各メンバーの働きについて見ていくと、シンガーのRusmus Bakはミドル・レンジを中心とした歌い方を得意としている。ちょっと誰に似ているか思う浮かぶシンガーが見当たらないが、低い音程からある程度の高い音程辺りも無難にこなしている。ギターリストのOtt Shuttは基本的にはギターリフやアンサンブルにおいて印象的なフレージングを担当している。テクニカルなソロを弾くというタイプの人ではないようだが、ブルージー寄りなプレーとバッキングでのクランチ-なサウンドで活躍している。Paul Terkildsenによるドラミングは、的確でアンサンブルにおいての要となっている。ベーシストのJens Christian Nielsenは、底辺を支えつつも印象深いラインやフレージングを担当しているが、音楽面でこの人は大きなイニシアチブを持っているようでアルバムに収められている楽曲の作曲面や歌詞の制作面でも、彼のアイディアが主に使用されている。鍵盤奏者のJakob Lund Paulsenがこのバンドの中では比較的ソロを取ったり、演奏面において前面に出ているので、中心的リーダーと思っていたのだが、意外にも上で挙げたJens Christian Nielsenと比べると彼が手がけているクレジット率は、やや少ない。
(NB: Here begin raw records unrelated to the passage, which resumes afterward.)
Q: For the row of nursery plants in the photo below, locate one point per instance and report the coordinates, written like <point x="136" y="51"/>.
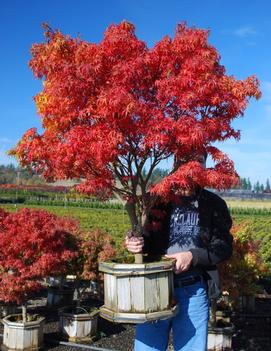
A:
<point x="116" y="223"/>
<point x="248" y="211"/>
<point x="35" y="245"/>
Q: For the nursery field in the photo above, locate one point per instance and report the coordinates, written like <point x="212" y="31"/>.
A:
<point x="249" y="203"/>
<point x="116" y="222"/>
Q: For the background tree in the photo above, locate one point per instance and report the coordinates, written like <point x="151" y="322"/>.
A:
<point x="267" y="185"/>
<point x="110" y="109"/>
<point x="34" y="244"/>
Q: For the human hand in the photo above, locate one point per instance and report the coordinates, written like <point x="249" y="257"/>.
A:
<point x="133" y="243"/>
<point x="183" y="261"/>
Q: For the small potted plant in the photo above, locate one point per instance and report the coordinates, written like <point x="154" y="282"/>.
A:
<point x="33" y="245"/>
<point x="239" y="276"/>
<point x="79" y="323"/>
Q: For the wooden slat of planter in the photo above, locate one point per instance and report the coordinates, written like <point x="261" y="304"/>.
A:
<point x="111" y="288"/>
<point x="164" y="290"/>
<point x="152" y="299"/>
<point x="137" y="293"/>
<point x="123" y="295"/>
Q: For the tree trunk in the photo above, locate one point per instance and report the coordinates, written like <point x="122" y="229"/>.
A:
<point x="136" y="227"/>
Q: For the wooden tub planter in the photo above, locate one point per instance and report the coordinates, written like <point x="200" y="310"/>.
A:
<point x="22" y="336"/>
<point x="59" y="296"/>
<point x="220" y="338"/>
<point x="7" y="309"/>
<point x="77" y="324"/>
<point x="136" y="293"/>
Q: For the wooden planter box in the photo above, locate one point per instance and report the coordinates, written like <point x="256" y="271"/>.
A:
<point x="59" y="297"/>
<point x="80" y="326"/>
<point x="136" y="293"/>
<point x="6" y="309"/>
<point x="22" y="336"/>
<point x="219" y="339"/>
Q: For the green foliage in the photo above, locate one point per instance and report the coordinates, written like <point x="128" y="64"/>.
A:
<point x="113" y="221"/>
<point x="116" y="223"/>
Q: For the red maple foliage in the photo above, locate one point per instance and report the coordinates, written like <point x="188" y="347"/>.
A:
<point x="33" y="245"/>
<point x="111" y="109"/>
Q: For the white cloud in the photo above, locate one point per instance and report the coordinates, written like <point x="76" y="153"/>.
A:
<point x="244" y="32"/>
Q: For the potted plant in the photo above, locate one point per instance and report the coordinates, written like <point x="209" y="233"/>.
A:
<point x="239" y="276"/>
<point x="59" y="292"/>
<point x="33" y="245"/>
<point x="79" y="323"/>
<point x="112" y="112"/>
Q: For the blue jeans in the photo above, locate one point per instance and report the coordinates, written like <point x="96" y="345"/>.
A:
<point x="189" y="326"/>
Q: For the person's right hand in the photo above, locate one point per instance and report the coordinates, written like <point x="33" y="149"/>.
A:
<point x="134" y="244"/>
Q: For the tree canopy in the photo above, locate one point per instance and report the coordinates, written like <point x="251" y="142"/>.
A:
<point x="110" y="110"/>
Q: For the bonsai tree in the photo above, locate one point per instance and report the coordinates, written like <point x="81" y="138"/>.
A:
<point x="33" y="245"/>
<point x="93" y="247"/>
<point x="240" y="274"/>
<point x="113" y="109"/>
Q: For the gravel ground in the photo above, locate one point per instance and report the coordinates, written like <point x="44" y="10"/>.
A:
<point x="252" y="331"/>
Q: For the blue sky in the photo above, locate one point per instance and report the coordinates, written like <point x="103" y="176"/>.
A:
<point x="240" y="30"/>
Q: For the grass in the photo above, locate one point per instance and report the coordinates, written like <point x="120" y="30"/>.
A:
<point x="249" y="203"/>
<point x="115" y="222"/>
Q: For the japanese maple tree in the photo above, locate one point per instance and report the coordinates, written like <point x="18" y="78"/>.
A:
<point x="94" y="246"/>
<point x="34" y="244"/>
<point x="110" y="110"/>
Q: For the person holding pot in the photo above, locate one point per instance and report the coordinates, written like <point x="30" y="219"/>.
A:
<point x="194" y="229"/>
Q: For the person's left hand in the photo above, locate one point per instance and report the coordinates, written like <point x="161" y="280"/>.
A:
<point x="183" y="261"/>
このアルバムは春からリリースされて、コンスタントに聴いているが楽曲指向なので、アルバム全部を通しで聴きやすい構成になっていると思います。楽曲やボーカルを中心としたアンサンブル指向ではありますが、個人的にはもっとテクニカルに攻めてくれる作風のものをたくさん導入してくれることを期待したい。ただ、このアルバムの中でもインスト指向を強めた楽曲が何曲かあって、"Shadowsong", "Kosmonanten Er Dod"や"Le Temps Des Assasing"のようにコンプレックス且つテンションの高いプレーも用意していて、若手ながら中々の実力を持っていると感じさせた(ただテクニカルなソロを押し出すタイプとはまた印象は異なる)。ハイライトは、アルバムの最後に収録されている組曲形式の"Ripples In Time I-IV"が聴き応えありました。今年は、Sweden Rock Festivalや2003年に行われた第5回目のProg Power Europeにも参加したりと、比較的ライブ活動も欧州や本国では定期的に行っており、今後はそういったライブでの経験を元に、次回もさらにグレードアップした作品を期待したい。次回作もリリース予定だそうだ。楽しみに待っていきたい。何はともあれ、今後に期待の実力を秘めた新人さんです。(プロモ盤Review)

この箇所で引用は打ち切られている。